You may have heard the story about the statistician who stood with one foot in a bucket of ice water and the other foot in a bucket of scalding water.  Questioned about his plight, he calmly replies, on average, I feel pretty good.  In a similar way the Pharisees and lawyers in today’s gospel find themselves caught between the extremes they see exemplified in John the Baptist and in Our Lord, and they feel, on average, pretty uncomfortable.  Still coming to terms with the popularity of the recently deceased John, they now realize that Our Lord has also stirred a favourable response among the people.

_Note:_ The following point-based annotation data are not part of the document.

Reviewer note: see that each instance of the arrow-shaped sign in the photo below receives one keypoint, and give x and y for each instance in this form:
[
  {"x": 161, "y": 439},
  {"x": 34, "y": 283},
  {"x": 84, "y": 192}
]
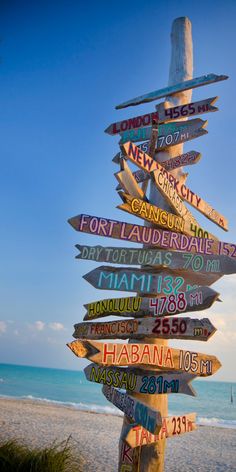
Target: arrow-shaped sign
[
  {"x": 150, "y": 236},
  {"x": 128, "y": 182},
  {"x": 146, "y": 280},
  {"x": 169, "y": 134},
  {"x": 196, "y": 299},
  {"x": 171, "y": 426},
  {"x": 175, "y": 260},
  {"x": 185, "y": 223},
  {"x": 137, "y": 411},
  {"x": 163, "y": 328},
  {"x": 159, "y": 356},
  {"x": 142, "y": 176},
  {"x": 167, "y": 183},
  {"x": 172, "y": 89},
  {"x": 140, "y": 381},
  {"x": 186, "y": 159},
  {"x": 162, "y": 114}
]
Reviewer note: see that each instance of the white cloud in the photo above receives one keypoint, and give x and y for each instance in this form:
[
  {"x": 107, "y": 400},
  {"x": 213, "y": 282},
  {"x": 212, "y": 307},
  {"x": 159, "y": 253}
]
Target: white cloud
[
  {"x": 39, "y": 325},
  {"x": 3, "y": 327},
  {"x": 56, "y": 326}
]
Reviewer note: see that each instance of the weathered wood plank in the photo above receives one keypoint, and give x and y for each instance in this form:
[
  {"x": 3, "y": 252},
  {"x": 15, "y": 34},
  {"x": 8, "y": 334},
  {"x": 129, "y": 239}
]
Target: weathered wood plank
[
  {"x": 137, "y": 411},
  {"x": 184, "y": 223},
  {"x": 170, "y": 134},
  {"x": 163, "y": 113},
  {"x": 166, "y": 181},
  {"x": 151, "y": 236},
  {"x": 140, "y": 381},
  {"x": 128, "y": 182},
  {"x": 171, "y": 426},
  {"x": 196, "y": 299},
  {"x": 148, "y": 280},
  {"x": 163, "y": 328},
  {"x": 174, "y": 260},
  {"x": 186, "y": 159},
  {"x": 159, "y": 356},
  {"x": 180, "y": 87}
]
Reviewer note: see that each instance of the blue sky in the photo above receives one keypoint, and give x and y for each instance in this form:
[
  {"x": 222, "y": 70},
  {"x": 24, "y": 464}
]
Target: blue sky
[{"x": 64, "y": 67}]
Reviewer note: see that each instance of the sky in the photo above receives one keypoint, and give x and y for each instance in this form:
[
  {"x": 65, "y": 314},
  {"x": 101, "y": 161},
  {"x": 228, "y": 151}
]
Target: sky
[{"x": 64, "y": 67}]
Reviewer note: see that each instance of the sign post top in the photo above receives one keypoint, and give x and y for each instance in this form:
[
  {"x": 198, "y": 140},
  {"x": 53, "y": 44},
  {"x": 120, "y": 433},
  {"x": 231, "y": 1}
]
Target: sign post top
[{"x": 172, "y": 89}]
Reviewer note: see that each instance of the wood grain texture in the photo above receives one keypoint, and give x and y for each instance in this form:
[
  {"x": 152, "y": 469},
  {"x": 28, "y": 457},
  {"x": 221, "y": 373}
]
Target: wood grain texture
[
  {"x": 173, "y": 89},
  {"x": 184, "y": 223},
  {"x": 163, "y": 113},
  {"x": 147, "y": 280},
  {"x": 197, "y": 299},
  {"x": 167, "y": 182},
  {"x": 137, "y": 411},
  {"x": 163, "y": 328},
  {"x": 150, "y": 236},
  {"x": 175, "y": 260},
  {"x": 140, "y": 381},
  {"x": 169, "y": 134},
  {"x": 171, "y": 426},
  {"x": 159, "y": 356}
]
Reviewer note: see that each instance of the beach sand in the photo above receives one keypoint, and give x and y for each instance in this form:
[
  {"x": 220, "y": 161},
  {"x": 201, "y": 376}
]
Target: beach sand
[{"x": 95, "y": 437}]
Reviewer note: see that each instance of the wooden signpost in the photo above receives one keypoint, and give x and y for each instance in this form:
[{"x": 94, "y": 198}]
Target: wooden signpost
[
  {"x": 137, "y": 411},
  {"x": 185, "y": 223},
  {"x": 162, "y": 114},
  {"x": 186, "y": 159},
  {"x": 159, "y": 356},
  {"x": 167, "y": 182},
  {"x": 128, "y": 182},
  {"x": 148, "y": 280},
  {"x": 163, "y": 328},
  {"x": 175, "y": 260},
  {"x": 169, "y": 134},
  {"x": 136, "y": 380},
  {"x": 177, "y": 264},
  {"x": 196, "y": 299},
  {"x": 173, "y": 89},
  {"x": 172, "y": 426},
  {"x": 152, "y": 236}
]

The religious establishment decided that the way to discredit John was to label him an extreme ascetic, a madman who didn’t eat and drink like normal people.  He was out there on the lunatic fringe, a dangerous, solitary individual whose views were, to say the least, suspect.  Now enter Our Lord, who ate and drank with the common people and seemed to immerse himself in their lives and their personal concerns.  To the religious leaders, this wouldn’t do either.  And so they label Our Lord a glutton and a drunkard.

Our Lord reflects on their stubborn unwillingness to be satisfied with anything other than having things their own way.  They are like petulant children who, when asked if they want to play inside or outside, respond with a ‘no’ to both options.  With people like this you just can’t win.

The challenge of the gospel today is obvious, but no less awkward for being so.  It suggests that some people can actually reject God’s invitation because of preconceived notions about how it should be delivered.   Clearly, Our Lord’s critics thought that God’s plan would be revealed in connection with the temple or the synagogue; that it would, in other words, emerge from their own cosy religious establishment.

If we have our minds set about how God’s word will enter our lives, then we may be surprised to learn that we have missed it, perhaps by labelling it and dismissively pushing it to the fringes.  Perhaps the comfortable middle ground is not so comfortable after all.